Wie, glauben Sie, ist der Übergang zu einer neuen Union mit einem Mehrparteiensystem möglich?
Dieses Stadium müssen wir wohl überspringen. Denn das hieße, noch einmal Wahlen anzusetzen. Und das wird das Volk heute nicht mehr hinnehmen. Zudem müßte die einfache Voraussetzung geschaffen werden, daß jeder Unionsstaat seine eigene Kommunistische Partei hätte anstatt der allesübergreifenden. Daran aber ist ebensowenig zu denken wie an ein Mehrparteiensystem. Warum also sollten wir uns heute über die Dächer des Kreml hinweg vereinigen, unter der Anleitung eines nicht vom Volk gewählten Zentrums, wenn wir uns nicht einmal in unserem eigenen Eckchen richtig umgesehen haben, was eigentlich los ist? Ich bin also dafür, daß sich erst einmal alle ehemaligen Sowjetrepubliken als Staaten konstituieren und sich dann überlegen, was sie eigentlich für ein Zentrum haben wollen: ein koordinierendes, kontrollierendes oder erstickendes. Was wir brauchen, ist ein verbindliches Gesetz, einen Staatsvertrag, in dessen Rahmen wir uns vereinigen können. Dann könnten wir unseren „Moskauer Pakt“ zur militärischen Verteidigung schließen und dessen Oberkommandierenden einem Präsidentenrat unterstellen — der aber eben aus lauter Präsidenten bestehen sollte, nämlich denen der neuen Staaten. Und wenn das alles funktionierte, dann könnten wir langsam anfangen, die Vorhängeschlösser weiter abzumontieren.

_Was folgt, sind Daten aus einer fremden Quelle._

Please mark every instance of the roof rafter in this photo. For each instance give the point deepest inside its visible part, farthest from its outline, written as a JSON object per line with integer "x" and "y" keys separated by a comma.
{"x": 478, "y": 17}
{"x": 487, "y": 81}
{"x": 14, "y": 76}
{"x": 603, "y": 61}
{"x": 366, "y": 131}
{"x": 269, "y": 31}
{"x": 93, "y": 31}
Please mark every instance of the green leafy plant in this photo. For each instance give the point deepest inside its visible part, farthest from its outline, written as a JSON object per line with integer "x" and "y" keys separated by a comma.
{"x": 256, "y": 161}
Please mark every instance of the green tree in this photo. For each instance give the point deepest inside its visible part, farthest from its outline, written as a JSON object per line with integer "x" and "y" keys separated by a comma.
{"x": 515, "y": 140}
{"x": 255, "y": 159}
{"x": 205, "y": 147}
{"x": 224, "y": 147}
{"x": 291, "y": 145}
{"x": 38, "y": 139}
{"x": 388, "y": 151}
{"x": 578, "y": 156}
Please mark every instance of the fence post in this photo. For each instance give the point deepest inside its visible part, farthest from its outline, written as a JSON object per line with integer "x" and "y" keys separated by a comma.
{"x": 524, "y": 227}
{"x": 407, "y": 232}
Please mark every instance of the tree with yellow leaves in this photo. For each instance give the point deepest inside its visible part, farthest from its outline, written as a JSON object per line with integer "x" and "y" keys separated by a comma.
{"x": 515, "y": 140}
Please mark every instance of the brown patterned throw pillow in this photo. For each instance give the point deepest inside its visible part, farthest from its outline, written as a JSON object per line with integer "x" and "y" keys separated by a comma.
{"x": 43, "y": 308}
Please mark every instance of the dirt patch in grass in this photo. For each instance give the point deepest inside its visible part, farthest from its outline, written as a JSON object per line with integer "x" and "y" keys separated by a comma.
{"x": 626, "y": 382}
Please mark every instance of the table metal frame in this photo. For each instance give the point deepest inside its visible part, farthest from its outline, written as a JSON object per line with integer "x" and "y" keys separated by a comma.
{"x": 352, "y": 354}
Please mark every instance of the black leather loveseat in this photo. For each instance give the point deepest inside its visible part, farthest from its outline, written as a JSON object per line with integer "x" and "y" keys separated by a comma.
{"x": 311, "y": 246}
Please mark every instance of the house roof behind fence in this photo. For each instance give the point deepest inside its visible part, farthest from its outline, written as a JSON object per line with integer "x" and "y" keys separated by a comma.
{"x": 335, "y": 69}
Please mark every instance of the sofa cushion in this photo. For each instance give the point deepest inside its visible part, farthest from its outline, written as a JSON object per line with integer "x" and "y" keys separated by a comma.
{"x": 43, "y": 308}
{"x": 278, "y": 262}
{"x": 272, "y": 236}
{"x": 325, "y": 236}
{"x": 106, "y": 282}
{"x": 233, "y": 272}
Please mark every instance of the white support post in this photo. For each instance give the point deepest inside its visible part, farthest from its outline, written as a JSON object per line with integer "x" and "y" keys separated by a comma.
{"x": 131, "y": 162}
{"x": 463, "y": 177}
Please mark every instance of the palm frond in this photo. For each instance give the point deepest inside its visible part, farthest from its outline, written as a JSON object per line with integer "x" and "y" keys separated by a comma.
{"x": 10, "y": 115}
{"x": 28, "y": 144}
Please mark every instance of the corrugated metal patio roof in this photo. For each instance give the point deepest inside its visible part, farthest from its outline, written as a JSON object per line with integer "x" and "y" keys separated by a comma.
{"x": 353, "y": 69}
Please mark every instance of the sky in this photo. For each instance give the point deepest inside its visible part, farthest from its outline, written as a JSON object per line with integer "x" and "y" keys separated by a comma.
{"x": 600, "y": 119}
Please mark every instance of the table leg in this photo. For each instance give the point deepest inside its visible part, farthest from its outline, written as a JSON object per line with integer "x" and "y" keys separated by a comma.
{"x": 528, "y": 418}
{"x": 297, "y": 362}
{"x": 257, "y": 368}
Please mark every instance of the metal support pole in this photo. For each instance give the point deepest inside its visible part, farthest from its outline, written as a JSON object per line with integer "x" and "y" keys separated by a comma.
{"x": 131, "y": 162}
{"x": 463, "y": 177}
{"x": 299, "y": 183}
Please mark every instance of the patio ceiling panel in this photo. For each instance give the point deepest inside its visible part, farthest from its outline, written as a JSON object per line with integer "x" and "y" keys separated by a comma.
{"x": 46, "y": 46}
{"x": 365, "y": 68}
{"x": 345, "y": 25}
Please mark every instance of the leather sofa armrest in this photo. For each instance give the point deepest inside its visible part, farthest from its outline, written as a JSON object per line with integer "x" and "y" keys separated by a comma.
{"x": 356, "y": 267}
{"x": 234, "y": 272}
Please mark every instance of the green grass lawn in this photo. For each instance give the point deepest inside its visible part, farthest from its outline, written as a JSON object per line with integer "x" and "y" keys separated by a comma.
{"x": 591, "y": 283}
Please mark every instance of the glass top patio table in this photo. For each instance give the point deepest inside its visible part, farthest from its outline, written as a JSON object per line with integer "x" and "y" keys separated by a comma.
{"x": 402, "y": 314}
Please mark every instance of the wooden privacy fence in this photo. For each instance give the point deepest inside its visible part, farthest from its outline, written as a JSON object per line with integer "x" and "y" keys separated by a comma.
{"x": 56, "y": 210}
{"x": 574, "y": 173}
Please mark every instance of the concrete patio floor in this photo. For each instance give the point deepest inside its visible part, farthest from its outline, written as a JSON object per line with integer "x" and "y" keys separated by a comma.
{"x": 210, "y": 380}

„Austritte bringen uns nur Unheil“
Herr Asarow, wie stellen Sie sich die neue „Union“ vor?
Viktor Asarow: Ich sage nur eines: der Unionsvertrag muß die Interessen aller Unionsrepubliken unseres Staates im Sinne der heutigen Konstitution berücksichtigen. Ein übereilter Bund, der nicht an den echten Volksinteressen anküpft, kann uns nichts nützen. Daß die einzelnen Mitglieder souverän sein können, das halte ich für möglich. Daß aber eine Republik aus der Union einfach austritt, halte ich für unzulässig. Ein solcher Schritt kann dieser Republik nur Unheil bringen.
Sie denken an das Beispiel Litauens?
Die litauische Regierung hat die Angehörigen der sowjetischen Armee in dieser Republik in eine unerträgliche Situation gebracht, und nicht nur sie, sondern auch alle Russen, Ukrainer, Polen, ja auch viele Litauer selbst. Die heutige litauische Regierung verteidigt lediglich ihre partikularen Cliqueninteressen, ihre Güter und Lehen.
Was wollen Sie dagegen unternehmen?
Wir russischen Menschen sind unserer Natur nach echte Internationalisten und treten für eine wahre Freundschaft der Völker ein. Für uns gibt es keine guten und schlechten Völker. Aber wir wollen, daß es uns allen zusammen gut geht und nicht jedem einzelnen für sich und auf Kosten der anderen. Und dies können wir auch erreichen.
Halten Sie ein Mehrparteiensystem für möglich?
Das Mehrparteiensystem ist bei uns schon Realität. Jetzt kommt es darauf an, es entsprechend der allgemeinen Interessen zu strukturieren, um die anstehenden Fragen geordnet und richtig zu lösen.